Yes, I think it's been alluded to but the delivery is explicitly the part where the baby gets out of your uterus, i.e. the part that your midwife didn't do. Labor-associated charges that she did perform would be the part in question. The 'package' billing for services as mentioned above mean that if you go with an obstetrician in the US they often bill the same package amount regardless of how the delivery happens. Mine was a $10K package regardless of whether it was vaginal or C/S delivery. There are plenty of OB practices out there that include CNMs as part of their group (mine did and I saw the CNM for many of my prenatal visits as well as in the hospital during labor), that might be something to look for in the future if you require OB services again.
posted by treehorn+bunny at 11:32 AM on February 28, 2014 [3 favorites]

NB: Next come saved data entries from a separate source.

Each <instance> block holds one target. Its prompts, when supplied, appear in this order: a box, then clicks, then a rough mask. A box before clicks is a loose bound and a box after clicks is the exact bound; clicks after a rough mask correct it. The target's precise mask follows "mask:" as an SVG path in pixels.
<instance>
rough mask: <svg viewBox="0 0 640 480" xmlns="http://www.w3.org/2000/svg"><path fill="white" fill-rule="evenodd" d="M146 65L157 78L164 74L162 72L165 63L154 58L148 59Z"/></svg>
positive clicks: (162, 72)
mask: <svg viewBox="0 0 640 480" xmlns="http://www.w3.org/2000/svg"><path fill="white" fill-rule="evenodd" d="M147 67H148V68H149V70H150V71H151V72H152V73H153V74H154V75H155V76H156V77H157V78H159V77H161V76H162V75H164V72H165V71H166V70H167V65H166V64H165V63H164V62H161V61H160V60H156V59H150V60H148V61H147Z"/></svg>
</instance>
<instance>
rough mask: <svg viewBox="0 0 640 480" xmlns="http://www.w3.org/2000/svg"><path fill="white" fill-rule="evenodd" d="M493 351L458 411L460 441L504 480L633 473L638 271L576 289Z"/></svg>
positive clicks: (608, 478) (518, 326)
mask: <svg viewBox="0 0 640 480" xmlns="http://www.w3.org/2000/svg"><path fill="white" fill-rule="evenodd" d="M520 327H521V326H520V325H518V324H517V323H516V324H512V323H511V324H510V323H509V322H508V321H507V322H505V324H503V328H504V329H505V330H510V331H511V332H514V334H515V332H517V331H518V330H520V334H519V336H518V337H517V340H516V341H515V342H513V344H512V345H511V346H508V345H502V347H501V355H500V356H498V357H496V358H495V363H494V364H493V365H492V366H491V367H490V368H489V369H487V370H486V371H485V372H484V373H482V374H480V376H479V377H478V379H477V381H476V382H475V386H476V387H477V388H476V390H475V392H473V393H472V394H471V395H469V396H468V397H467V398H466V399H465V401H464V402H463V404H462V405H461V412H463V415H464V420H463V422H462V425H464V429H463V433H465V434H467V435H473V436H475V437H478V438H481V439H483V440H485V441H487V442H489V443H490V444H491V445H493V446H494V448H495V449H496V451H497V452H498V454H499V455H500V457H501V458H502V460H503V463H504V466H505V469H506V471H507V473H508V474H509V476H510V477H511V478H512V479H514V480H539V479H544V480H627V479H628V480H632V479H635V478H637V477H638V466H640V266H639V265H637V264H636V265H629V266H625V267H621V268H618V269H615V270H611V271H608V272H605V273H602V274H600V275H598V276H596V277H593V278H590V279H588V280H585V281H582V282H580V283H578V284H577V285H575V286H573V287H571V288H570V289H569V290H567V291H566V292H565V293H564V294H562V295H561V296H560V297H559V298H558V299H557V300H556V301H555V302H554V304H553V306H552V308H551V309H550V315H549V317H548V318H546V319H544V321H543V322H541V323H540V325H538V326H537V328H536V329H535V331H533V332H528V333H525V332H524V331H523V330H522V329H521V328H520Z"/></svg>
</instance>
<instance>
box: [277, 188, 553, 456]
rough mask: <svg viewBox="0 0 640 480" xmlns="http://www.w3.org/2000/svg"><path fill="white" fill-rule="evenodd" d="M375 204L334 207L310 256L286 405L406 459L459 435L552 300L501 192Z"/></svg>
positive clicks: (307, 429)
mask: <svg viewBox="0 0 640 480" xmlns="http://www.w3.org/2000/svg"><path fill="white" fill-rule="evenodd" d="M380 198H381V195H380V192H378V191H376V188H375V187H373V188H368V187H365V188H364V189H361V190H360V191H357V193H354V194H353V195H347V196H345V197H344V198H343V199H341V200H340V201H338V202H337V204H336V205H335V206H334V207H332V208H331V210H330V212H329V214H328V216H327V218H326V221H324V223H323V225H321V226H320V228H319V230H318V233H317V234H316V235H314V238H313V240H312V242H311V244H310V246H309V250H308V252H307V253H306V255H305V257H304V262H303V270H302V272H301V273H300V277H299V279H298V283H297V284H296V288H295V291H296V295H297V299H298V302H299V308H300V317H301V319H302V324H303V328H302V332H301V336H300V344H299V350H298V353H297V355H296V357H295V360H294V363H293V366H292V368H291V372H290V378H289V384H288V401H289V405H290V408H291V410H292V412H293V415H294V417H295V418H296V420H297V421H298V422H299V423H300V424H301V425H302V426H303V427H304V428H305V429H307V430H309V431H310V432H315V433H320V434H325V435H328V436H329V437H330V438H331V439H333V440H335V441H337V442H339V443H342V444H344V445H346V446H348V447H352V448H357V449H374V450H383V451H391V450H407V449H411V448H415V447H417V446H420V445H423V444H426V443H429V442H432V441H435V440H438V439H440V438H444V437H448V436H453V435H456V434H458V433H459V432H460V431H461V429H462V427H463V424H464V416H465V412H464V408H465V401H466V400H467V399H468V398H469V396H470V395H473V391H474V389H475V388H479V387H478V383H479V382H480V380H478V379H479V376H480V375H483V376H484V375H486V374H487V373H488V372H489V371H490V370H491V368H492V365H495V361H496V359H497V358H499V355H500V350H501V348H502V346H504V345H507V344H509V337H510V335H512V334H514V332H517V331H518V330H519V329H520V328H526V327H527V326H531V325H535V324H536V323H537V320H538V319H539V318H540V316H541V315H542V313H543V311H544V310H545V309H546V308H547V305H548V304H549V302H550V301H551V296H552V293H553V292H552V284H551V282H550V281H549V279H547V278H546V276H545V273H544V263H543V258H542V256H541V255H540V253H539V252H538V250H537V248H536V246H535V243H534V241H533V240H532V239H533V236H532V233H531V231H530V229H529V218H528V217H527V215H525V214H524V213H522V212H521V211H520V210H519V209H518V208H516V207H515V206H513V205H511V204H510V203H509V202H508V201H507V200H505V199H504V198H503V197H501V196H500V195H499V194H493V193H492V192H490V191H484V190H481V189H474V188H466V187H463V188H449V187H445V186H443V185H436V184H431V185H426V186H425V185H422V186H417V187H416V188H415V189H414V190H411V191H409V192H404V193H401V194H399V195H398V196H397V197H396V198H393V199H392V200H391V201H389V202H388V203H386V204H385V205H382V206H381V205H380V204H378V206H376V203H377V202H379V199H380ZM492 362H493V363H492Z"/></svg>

and was due to give birth in the hospital birthing center but due to complications ended up with an emergency c-section. (the midwife was present in the birth center throughout my 24 hour labor and in the operating theater for the delivery. She basically did everything BUT retrieve the baby from my uterus!)

What was the exact sequence of events here?
  1. You go to the hospital expecting to have the baby delivered by the midwife. The midwifes helps you through 24 hours of labor, hoping throughout that she will be able to deliver the baby. Eventually things turn, your care is transferred, and you are given an emergency c-section.
  2. Although you planned to have the baby delivered by the midwife, when you went into labor there was an emergency such that it was clear you would need the care of an OB/GYN and possibly a c-section. The midwife accompanied you to the hospital and stayed with you throughout this emergency procedure.
If it's #2, then it sounds like your midwife ultimately functioned more as a doula. Her delivery charges should be reduced, she should reimburse you some money, and she should bill the hospital under a different billing code.

If it's #1, then the question is how does the hospital and/or insurance company pay medical staff for services when care is transferred from one provider to another.
posted by alms at 8:01 PM on March 8, 2014


Thanks so much for all the replies! Only now getting chance to sift through the piles of EOBs and paperwork, the joys of having a 6 month old sick baby...

What was the exact sequence of events here?
#2 is exactly what happened. Midwife was assisting me for many hours until it became obvious that the baby wasn't coming out (posterior and face presentation, ugh). So off to theater we went.


It sounds to me like your CNW billed for the entire package, but didn't provide a portion of the care. Ins cos. tend to use formulas to break the package apart and pay percentages of that charge based on what components were provided. My guess is that the CNW billed for a 3 components (prenatal care, delivery, post-partum care) but the reimbursement was based upon the CNM not doing the delivery. The surgeon who performed the delivery gets reimbursed for the surgical/delivery component.

Yes - the insurance company paid for the c-section so clearly wasn't happy about paying for the CNM to hang out and watch.

I guess I'll go ahead and file a grievance/appeal, but I don't hold out much hope.